Let $R(n)$ be the $n$th record gap between primes; $R(n)=\mbox{A005250}(n)$ in OEIS.

The paper arXiv:1709.05508 conjectures, among other things, that $$ R(n) = O(n^2) \tag{1} $$ and, more specifically, $$ R(n) \le n^2. \tag{2} $$

(The heuristic reasoning in arXiv:1709.05508 is based on (a) Cramer's conjecture and (b) a conjecture that record prime gaps occur more often than records in an i.i.d. random sequence of comparable length.) From computations, we know that the first 77 record (maximal) prime gaps (between primes below $10^{19}$) do satisfy $(2)$.

Can we reasonably say that $(1)$ and $(2)$ are true by accident (and therefore not amenable to proof)?

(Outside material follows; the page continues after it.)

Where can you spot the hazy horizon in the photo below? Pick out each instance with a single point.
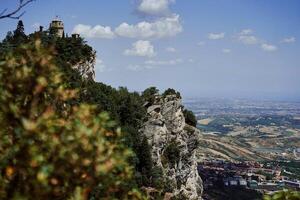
(209, 48)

**Edit:** Many thanks @Gerhard and @reuns for your insights!
Based on more thinking, I am now sure that *in Cramer's probabilistic model of primes* we can prove:
with probability 1, the true order of magnitude of the $n$th record prime gap is $O(n^2)$ (I haven't found a reference yet, though).
So, Gerhard's assessment below would mean that the true order of $n$th record gap between ordinary primes is less than that for Cramer's probabilistic primes.